If, rather than to marry County Paris,
Thou hast the strength of will to slay thyself,
Then is it likely thou wilt undertake
A thing like death to chide away this shame
. . .

Juliet responds with the white-hot eloquence we’re getting used to. The macabre settings she describes are more terrifying here than they will shortly be when they become reality:

O, bid me leap, rather than marry Paris,
From off the battlements of any tower,
Or walk in thievish ways; or bid me lurk
Where serpents are. Chain me with roaring bears,
Or hide me nightly in a charnel-house
O’ercover’d quite with dead men’s rattling bones,
With reeky shanks and yellow chapless skulls.
Or bid me go into a new-made grave,
And hide me with a dead man in his shroud—
Things that, to hear them told, have made me tremble—
And I will do it without fear or doubt,
To live an unstain’d wife to my sweet love.

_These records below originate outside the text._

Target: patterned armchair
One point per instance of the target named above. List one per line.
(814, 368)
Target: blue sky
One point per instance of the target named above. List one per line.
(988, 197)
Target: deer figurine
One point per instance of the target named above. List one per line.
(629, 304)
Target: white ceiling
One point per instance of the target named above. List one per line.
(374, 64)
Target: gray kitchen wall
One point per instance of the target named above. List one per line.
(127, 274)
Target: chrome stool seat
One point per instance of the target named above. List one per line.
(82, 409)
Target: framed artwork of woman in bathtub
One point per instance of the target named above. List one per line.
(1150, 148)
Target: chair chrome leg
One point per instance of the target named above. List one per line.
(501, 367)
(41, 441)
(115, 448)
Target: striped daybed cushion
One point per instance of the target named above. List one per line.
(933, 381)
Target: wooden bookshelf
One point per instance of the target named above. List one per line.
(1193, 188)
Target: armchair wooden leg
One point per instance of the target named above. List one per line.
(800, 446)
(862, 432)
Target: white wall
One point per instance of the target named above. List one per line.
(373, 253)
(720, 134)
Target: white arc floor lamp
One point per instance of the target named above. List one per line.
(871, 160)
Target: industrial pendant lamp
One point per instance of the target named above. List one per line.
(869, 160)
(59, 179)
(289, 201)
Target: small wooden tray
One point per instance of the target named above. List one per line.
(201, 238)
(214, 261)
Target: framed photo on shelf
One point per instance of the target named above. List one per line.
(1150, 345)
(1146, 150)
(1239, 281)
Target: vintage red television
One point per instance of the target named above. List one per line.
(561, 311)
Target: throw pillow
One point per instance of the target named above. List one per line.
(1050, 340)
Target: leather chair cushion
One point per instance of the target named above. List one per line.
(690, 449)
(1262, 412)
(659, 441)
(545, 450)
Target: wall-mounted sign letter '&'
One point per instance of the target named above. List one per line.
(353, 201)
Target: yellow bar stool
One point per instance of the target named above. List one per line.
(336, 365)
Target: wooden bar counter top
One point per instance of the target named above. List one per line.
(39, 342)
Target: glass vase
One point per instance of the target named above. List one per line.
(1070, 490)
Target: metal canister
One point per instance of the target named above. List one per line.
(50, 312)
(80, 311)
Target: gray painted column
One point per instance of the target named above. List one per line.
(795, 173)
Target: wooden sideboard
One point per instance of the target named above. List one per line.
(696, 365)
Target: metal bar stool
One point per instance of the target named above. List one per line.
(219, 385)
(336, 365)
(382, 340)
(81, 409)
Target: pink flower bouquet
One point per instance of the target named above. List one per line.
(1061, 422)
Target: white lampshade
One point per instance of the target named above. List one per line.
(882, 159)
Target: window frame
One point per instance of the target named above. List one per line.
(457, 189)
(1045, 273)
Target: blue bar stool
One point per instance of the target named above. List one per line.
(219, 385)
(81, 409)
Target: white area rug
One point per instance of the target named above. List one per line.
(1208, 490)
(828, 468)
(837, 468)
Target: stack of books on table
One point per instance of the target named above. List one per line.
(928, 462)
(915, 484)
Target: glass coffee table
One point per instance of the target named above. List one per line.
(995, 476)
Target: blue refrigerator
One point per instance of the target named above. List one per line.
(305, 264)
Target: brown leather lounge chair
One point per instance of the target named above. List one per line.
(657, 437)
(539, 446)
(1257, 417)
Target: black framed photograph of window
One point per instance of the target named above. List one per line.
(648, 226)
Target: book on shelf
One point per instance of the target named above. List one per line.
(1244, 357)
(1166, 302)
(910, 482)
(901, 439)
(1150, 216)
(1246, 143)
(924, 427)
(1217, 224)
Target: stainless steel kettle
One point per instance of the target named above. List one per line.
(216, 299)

Alas, the “roaring bears” cannot be the ones in the bear-baiting pits around the Globe, since Romeo and Juliet was performed before the Globe was built in 1599 (the First Quarto dates from 1597). But observe how expertly Juliet conjures the very terrors Friar Laurence has in store for her. “Chapless,” that is, jawless, skulls would have made more immediate sense to the world premiere audience; “chap” meaning “jaw” was then a usage less than fifty years old, and everyone would have seen paintings littered with such skulls, memento mori. But it’s “reeky shanks” that seems to me to have a touch of genius. A charnel house, as you’ll recall from your H.P. Lovecraft, is a building that holds the remains of exhumed dead (ah for the days when Venice had a whole charnel island, Sant’Ariano). We would expect it to contain not just whole floors paved with chapless skulls but gobbets of decaying—reeky—flesh. “Reeky” is not just superbly evocative, more than “decaying” or “rotting” and, in its slight strangeness, even more than “reeking”; it plays off the k sound in “shanks” (and further down the line in “skulls”) to evoke the sound of “dead men’s rattling bones.” Admit it: now that you’ve heard the phrase you’ll never forget it.

But I digress. Here comes Friar Laurence’s cunning plan. (Yes, Percy, of course that’s a Blackadder reference.)